Purpose of the Selection Bias Module
This module explains selection bias as it applies to residential listings in Johannesburg. Its purpose is to clarify how participation choices determine which residential properties become visible in listing-based datasets and why this visibility should not be interpreted as representative of the broader residential landscape.
Selection as a Participation Filter
Selection bias arises because residential listings enter the dataset only when property owners, managers, or intermediaries choose to publish through formal platforms. This choice acts as a participation filter that determines inclusion or exclusion from observation. Properties that do not pass through this filter remain invisible regardless of their prevalence or occupancy.
Drivers of Participation Decisions
Participation in listing platforms is influenced by factors such as ownership structure, management capacity, tenure arrangement, and alignment with formal brokerage practices. These drivers vary across districts and housing forms, producing systematic differences in which properties are selected into the observable dataset.

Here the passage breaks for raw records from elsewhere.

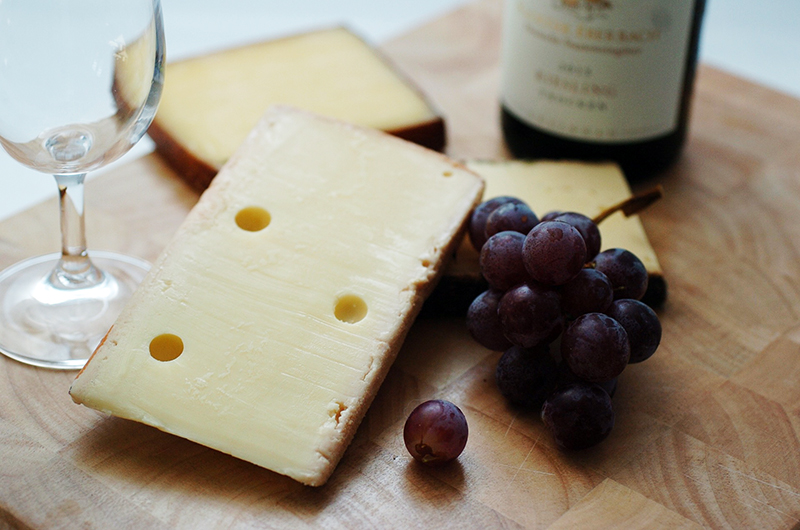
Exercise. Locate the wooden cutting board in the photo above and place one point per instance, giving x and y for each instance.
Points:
(708, 430)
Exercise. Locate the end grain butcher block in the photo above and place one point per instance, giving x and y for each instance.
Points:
(707, 432)
(273, 316)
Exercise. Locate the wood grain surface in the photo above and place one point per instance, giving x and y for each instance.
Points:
(708, 430)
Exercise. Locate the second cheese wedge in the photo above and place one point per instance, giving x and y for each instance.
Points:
(269, 322)
(210, 103)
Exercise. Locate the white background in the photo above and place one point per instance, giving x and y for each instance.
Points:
(755, 39)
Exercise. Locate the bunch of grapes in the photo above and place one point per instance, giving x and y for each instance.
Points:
(567, 316)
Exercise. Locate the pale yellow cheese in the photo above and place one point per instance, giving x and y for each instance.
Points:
(210, 103)
(587, 188)
(289, 325)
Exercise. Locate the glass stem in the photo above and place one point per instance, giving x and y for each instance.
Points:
(74, 269)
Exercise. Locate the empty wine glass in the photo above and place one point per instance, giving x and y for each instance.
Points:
(80, 82)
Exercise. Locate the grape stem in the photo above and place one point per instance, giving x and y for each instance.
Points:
(633, 204)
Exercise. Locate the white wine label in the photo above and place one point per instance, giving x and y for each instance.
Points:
(599, 70)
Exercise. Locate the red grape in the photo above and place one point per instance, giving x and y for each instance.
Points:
(554, 252)
(595, 347)
(588, 230)
(435, 432)
(530, 314)
(578, 415)
(642, 326)
(588, 292)
(501, 260)
(527, 376)
(477, 221)
(517, 217)
(483, 322)
(625, 271)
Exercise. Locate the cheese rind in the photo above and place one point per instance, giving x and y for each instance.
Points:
(210, 103)
(587, 188)
(268, 372)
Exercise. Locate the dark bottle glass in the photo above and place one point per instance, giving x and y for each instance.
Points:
(638, 157)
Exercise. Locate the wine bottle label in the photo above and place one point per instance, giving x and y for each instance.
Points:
(600, 70)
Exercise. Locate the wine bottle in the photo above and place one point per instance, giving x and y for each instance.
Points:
(599, 79)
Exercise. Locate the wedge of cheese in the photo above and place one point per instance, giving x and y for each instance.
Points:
(210, 103)
(270, 320)
(587, 188)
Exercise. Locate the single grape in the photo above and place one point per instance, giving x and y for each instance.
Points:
(435, 432)
(530, 314)
(477, 221)
(483, 322)
(642, 326)
(595, 347)
(501, 260)
(554, 252)
(517, 217)
(527, 376)
(550, 216)
(588, 230)
(578, 415)
(588, 292)
(625, 271)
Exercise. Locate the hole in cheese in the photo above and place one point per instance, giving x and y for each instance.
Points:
(253, 218)
(350, 308)
(166, 347)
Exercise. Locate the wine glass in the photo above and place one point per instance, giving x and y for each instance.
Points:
(80, 82)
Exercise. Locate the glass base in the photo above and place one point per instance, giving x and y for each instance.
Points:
(48, 325)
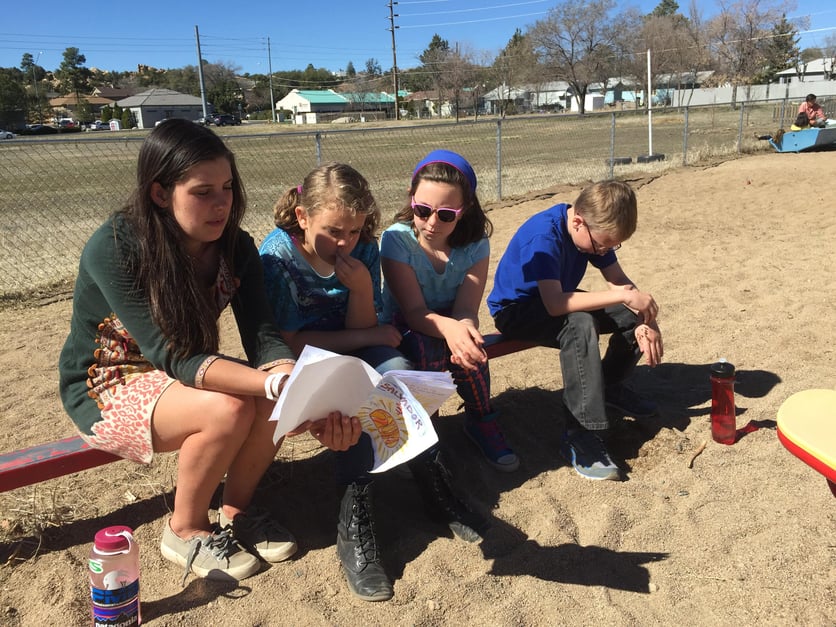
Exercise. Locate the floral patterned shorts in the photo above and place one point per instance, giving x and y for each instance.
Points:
(125, 427)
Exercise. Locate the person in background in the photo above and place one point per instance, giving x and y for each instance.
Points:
(140, 371)
(812, 109)
(535, 297)
(322, 277)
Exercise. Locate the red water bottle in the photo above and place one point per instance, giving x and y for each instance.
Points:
(113, 568)
(723, 427)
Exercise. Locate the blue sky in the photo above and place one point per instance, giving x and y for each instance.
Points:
(325, 33)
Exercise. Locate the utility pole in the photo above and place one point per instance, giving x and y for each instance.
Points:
(200, 74)
(392, 27)
(270, 69)
(35, 85)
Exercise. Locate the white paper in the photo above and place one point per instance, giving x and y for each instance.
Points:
(394, 409)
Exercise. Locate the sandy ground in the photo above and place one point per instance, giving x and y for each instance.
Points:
(739, 256)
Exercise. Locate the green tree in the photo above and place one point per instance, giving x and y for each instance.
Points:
(515, 66)
(226, 96)
(373, 69)
(12, 97)
(72, 75)
(780, 51)
(432, 60)
(33, 74)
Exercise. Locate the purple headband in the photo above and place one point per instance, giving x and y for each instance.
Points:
(452, 159)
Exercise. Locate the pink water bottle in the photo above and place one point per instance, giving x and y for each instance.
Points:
(113, 567)
(723, 427)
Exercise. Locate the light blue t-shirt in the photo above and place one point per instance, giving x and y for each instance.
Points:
(303, 300)
(399, 243)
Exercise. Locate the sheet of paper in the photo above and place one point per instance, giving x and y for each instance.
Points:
(394, 410)
(398, 426)
(322, 382)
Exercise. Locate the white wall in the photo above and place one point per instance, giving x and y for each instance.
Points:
(720, 95)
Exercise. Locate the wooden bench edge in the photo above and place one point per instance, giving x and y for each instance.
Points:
(72, 454)
(48, 461)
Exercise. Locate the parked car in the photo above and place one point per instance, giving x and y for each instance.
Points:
(226, 119)
(40, 129)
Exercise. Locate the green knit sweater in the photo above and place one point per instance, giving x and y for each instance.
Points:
(112, 332)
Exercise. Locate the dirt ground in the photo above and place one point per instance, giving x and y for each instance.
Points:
(739, 256)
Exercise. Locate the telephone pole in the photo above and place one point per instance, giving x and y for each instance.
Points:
(391, 29)
(200, 73)
(270, 69)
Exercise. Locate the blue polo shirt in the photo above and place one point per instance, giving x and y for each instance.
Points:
(542, 249)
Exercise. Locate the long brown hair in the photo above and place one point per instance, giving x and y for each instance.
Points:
(474, 223)
(164, 272)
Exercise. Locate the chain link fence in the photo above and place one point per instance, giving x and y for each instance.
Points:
(54, 192)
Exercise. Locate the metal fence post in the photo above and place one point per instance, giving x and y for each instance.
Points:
(499, 159)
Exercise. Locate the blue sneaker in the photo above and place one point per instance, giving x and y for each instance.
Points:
(626, 401)
(588, 456)
(486, 435)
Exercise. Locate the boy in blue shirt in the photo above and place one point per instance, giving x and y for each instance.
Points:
(535, 297)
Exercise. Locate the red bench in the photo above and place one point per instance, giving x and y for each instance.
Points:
(63, 457)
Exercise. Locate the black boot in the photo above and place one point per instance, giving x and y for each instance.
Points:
(357, 546)
(441, 504)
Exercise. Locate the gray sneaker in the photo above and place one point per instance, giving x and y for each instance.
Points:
(216, 556)
(261, 534)
(588, 456)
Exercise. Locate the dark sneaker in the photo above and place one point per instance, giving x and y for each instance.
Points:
(440, 502)
(626, 401)
(486, 435)
(261, 534)
(588, 456)
(357, 546)
(216, 556)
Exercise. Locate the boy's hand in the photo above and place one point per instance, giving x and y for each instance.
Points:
(384, 335)
(338, 431)
(352, 272)
(649, 339)
(642, 303)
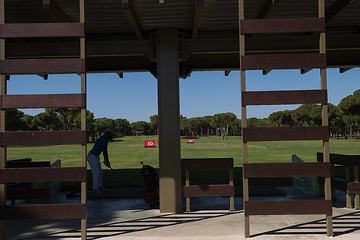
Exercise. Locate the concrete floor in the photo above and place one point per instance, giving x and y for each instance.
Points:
(132, 219)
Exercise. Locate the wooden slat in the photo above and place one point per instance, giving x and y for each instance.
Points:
(288, 207)
(38, 138)
(38, 66)
(284, 97)
(208, 191)
(353, 188)
(285, 133)
(207, 163)
(27, 30)
(62, 174)
(339, 184)
(27, 193)
(341, 159)
(43, 101)
(264, 170)
(284, 25)
(283, 61)
(27, 164)
(43, 211)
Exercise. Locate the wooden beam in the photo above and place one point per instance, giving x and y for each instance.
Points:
(56, 12)
(207, 164)
(303, 71)
(339, 7)
(285, 134)
(266, 71)
(43, 174)
(268, 8)
(288, 207)
(271, 170)
(25, 30)
(198, 4)
(42, 101)
(121, 74)
(43, 211)
(284, 97)
(284, 25)
(44, 76)
(283, 61)
(342, 70)
(42, 138)
(208, 191)
(132, 18)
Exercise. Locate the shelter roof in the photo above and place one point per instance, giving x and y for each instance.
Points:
(121, 34)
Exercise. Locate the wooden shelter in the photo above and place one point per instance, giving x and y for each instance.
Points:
(170, 39)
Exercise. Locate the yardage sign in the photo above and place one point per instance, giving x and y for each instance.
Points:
(149, 143)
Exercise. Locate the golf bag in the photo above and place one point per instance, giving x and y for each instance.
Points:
(151, 185)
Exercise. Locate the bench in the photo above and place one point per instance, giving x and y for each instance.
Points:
(348, 185)
(189, 191)
(26, 191)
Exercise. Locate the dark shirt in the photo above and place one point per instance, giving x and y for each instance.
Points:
(99, 144)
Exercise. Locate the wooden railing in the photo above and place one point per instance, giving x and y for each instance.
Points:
(208, 190)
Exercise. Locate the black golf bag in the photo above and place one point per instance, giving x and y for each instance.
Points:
(151, 185)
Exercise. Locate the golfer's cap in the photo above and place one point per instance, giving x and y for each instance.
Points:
(112, 131)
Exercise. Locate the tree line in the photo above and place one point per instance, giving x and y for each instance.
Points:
(344, 121)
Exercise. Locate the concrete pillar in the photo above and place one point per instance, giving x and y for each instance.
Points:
(169, 120)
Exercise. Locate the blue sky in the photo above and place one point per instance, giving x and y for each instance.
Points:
(134, 97)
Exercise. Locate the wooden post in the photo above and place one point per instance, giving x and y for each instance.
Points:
(325, 121)
(187, 183)
(243, 117)
(3, 91)
(169, 120)
(83, 123)
(347, 178)
(231, 183)
(356, 179)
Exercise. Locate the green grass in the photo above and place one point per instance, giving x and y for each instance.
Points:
(126, 153)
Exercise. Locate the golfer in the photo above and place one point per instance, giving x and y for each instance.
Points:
(93, 158)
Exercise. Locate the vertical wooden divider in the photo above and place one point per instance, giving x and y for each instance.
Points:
(325, 121)
(3, 91)
(243, 116)
(83, 121)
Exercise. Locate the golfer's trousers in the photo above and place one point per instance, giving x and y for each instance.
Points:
(94, 162)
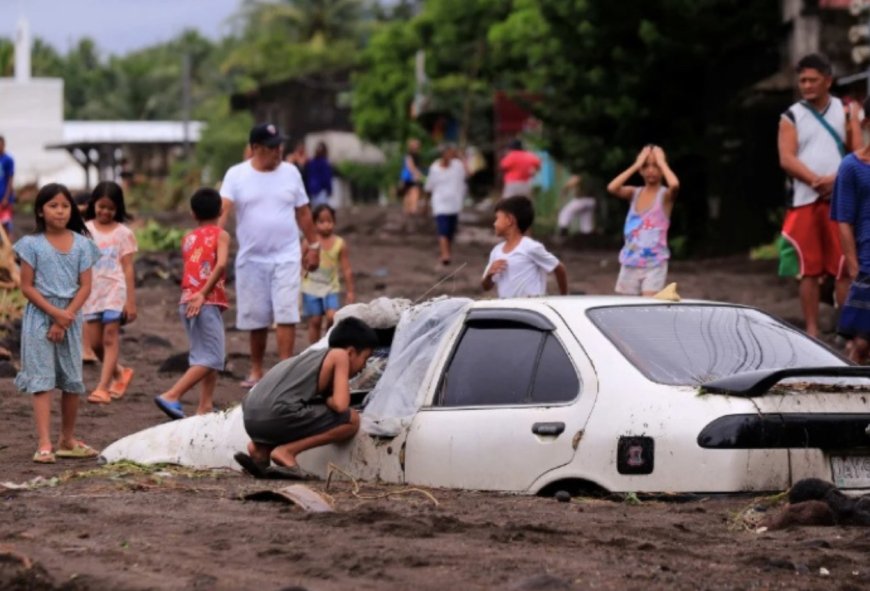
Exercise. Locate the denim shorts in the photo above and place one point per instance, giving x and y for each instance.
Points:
(105, 317)
(267, 293)
(205, 333)
(317, 306)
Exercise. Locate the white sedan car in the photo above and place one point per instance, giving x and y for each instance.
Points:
(578, 393)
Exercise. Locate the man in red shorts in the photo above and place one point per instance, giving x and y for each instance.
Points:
(814, 135)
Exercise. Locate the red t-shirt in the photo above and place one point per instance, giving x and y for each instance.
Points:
(519, 166)
(199, 249)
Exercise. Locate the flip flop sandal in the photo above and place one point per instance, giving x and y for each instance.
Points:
(44, 456)
(79, 451)
(250, 465)
(119, 386)
(172, 409)
(277, 472)
(100, 396)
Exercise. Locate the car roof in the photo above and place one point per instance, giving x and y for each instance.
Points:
(586, 302)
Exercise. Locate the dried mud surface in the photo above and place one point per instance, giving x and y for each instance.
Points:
(124, 528)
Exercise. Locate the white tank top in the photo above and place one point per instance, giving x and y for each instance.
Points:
(816, 147)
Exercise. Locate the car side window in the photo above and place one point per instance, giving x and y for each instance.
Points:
(507, 365)
(556, 379)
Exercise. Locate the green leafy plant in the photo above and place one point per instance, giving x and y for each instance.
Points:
(154, 237)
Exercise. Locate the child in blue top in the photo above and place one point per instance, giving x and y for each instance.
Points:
(850, 206)
(56, 266)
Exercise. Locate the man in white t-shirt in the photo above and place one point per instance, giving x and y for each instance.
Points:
(446, 183)
(518, 267)
(814, 135)
(271, 205)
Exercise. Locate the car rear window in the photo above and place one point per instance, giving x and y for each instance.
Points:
(691, 345)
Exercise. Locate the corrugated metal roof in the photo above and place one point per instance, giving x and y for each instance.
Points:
(128, 132)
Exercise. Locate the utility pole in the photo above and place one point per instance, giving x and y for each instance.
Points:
(185, 102)
(859, 36)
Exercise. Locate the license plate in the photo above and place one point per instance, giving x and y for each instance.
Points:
(851, 471)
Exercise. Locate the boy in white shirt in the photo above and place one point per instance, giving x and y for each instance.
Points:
(518, 266)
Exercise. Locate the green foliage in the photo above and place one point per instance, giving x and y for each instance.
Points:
(383, 87)
(766, 252)
(615, 75)
(154, 237)
(461, 69)
(294, 37)
(223, 140)
(368, 176)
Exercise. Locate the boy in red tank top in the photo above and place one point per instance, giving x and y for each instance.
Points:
(203, 299)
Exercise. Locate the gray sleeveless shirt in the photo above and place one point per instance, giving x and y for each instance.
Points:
(288, 390)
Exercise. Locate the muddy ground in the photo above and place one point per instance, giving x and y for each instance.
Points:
(89, 527)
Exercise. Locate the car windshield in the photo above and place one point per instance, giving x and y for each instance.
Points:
(693, 344)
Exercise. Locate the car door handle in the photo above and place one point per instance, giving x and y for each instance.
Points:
(551, 429)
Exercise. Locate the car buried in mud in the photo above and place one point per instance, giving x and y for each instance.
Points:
(576, 393)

Interaction With Housing Form and Management
Multi-unit developments and centrally managed properties are more likely to be selected into listing systems due to standardized marketing and turnover processes. Individually managed, owner-occupied, or informally arranged residences are less consistently selected. This interaction skews visibility toward certain housing formats.
Compounding Effects With Other Biases
Selection bias compounds with rotation bias, spatial overrepresentation, and aggregation effects. Properties that are selected into listings and frequently relisted can dominate visibility, while large portions of the residential landscape remain unobserved. These compounding effects amplify distortion at both district and city scales.
Interpretation Boundaries Created by Selection Bias
Selection bias establishes a boundary against treating listing data as representative or comprehensive. Observed residential patterns should be read as outcomes of participation behavior rather than as reflections of residential structure, distribution, or scale. This module reinforces the need to interpret visibility within the limits imposed by selection.